Giving Compass' Take:

•  Tiny homes can now be a way toward homeownership and economic stability. In Detroit at least, a newly constructed tiny house will be affordable even if you only make $10,000 a year. 

• What are the downsides to this type of home ownership? Can they be built in places that are not rural?

• Read about where tiny homes stand in the context of affordable housing. 


If you live in Detroit and make only $10,000 a year, you still might be able to buy a newly constructed house. On two vacant blocks in the city’s northwest side, a new neighborhood of tiny houses was designed to help people living in poverty become homeowners.

Through a rent-to-own program, residents will pay $1 per square foot in rent each month. For a 250-square-foot house, for example, rent is $250, when a similar home in Detroit might normally cost twice as much. After a maximum of seven years, the house can be fully paid off.
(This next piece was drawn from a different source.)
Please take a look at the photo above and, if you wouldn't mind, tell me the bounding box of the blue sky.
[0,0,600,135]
“Poor people lack an asset,” says Faith Fowler, a pastor and the executive director of Cass Community Social Services, the local nonprofit that created the program.

They don’t have anything that they could use as collateral, they don’t have anything they can sell to climb the economic ladder, if you will. They don’t have anything to leave their children. We saw this as the start for poor people–people making as little as $10,000 a year can end up owning a home in seven years.

As the project provides housing, it’s also transforming a blighted neighborhood. “The neighbors are ecstatic,” says Fowler. “You get the sense that with these tiny, bright, beautiful new homes there’s a renaissance occurring in a small way in a neighborhood that hasn’t had much to celebrate for a long time.”